Different SAEs, same activations. Makes sense since it's notionally the same vector space. Apollo did this recently when comparing e2e vs vanilla SAEs. I'd love someone to come up with better measures of U-MAP quality as the primary issue with them is the risk of arbitrariness.
Neither of these plots seems great. They both suggest to me that these SAEs are “leaky” in some sense at lower activation levels, but in opposite ways:
This could be bad. Could also be that the underlying information is messy and there's interference or other weird things going on. Not obvious that it's bad measurement as opposed to messy phenomena imo. Trying to distinguish the two seems valuable.
4. On Scaling
Yup. Training simultaneously could be good. It's an engineering challenge. I would reimplement good proofs of concept that suggest this is feasible and how to do it. I'd also like to point out that this isn't the first time a science has had this issue.
On some level I think this challenge directly parallels bioinformatics / gene sequencing. They needed a human genome project because it was expensive and ambitious and individual actors couldn't do it on their own. But collaborating is hard. Maybe EA in particular can get the ball rolling here faster than it might otherwise. The NDIF / Bau Lab might also be a good banner to line up behind.

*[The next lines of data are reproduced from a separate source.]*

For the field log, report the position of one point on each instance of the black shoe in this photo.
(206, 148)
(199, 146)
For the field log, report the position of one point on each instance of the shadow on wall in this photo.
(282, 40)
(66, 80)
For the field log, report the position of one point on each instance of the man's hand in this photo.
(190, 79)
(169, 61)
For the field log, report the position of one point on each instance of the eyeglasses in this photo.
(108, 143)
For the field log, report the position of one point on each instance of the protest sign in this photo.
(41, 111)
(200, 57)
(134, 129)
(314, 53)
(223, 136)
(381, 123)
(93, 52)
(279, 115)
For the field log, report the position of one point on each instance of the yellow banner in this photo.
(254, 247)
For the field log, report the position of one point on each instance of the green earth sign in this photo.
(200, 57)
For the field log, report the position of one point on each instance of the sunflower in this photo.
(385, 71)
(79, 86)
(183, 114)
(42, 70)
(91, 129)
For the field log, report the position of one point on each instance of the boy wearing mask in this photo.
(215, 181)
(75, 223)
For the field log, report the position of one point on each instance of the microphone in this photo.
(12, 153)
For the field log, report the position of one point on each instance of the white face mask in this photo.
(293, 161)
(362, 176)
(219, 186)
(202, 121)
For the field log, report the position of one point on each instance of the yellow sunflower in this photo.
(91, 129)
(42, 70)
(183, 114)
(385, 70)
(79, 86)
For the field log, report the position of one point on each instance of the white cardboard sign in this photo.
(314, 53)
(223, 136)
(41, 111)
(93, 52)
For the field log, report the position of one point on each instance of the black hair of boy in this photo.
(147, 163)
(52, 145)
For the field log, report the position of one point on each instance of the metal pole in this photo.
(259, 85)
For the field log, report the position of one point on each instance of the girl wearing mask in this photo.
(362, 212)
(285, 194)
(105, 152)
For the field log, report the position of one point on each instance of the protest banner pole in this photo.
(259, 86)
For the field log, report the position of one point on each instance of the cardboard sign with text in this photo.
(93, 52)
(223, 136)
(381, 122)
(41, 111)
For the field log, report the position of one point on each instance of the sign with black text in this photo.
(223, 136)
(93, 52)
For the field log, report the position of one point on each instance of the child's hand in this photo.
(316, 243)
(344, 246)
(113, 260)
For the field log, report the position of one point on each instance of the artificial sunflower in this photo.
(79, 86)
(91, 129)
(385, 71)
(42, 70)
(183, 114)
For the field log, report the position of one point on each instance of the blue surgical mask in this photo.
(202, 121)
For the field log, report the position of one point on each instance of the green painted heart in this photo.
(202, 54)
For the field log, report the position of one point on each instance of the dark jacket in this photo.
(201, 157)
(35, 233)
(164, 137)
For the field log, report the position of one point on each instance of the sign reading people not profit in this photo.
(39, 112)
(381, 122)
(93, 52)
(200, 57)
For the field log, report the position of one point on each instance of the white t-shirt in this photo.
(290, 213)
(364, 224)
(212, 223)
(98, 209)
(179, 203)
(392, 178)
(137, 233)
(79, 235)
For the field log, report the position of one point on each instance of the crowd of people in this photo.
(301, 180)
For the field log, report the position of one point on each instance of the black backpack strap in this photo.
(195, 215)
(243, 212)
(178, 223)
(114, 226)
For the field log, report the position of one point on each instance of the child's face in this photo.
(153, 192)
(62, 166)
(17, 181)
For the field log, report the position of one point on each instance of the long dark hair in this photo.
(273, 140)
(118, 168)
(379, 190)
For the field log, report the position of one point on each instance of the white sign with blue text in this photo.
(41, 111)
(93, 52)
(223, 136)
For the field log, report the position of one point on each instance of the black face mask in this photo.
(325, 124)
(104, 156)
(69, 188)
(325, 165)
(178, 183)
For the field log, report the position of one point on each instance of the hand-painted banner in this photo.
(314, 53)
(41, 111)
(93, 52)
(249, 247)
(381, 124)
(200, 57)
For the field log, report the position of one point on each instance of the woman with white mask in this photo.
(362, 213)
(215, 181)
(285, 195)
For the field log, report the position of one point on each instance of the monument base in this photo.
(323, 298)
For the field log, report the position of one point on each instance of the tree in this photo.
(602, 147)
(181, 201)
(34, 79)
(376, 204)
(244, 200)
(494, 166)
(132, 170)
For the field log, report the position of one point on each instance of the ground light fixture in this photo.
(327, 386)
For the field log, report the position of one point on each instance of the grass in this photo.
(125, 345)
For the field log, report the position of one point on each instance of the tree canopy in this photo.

I didn’t notice many innovations here -- it was mostly scaling pre-existing techniques to a larger model than I had seen previously. The good news is that this worked well. The bad news is that none of the old challenges have gone away.
Agreed. I think the point was basically scale. Criticisms along the lines of "this is tackling the hard part of the problem or proving interp is actually useful" are unproductive if that wasn't the intention. Anthropic has 3 teams now and counting doing this stuff. They're definitely working on a bunch of harder / other stuff that maybe focuses on the real bottlenecks.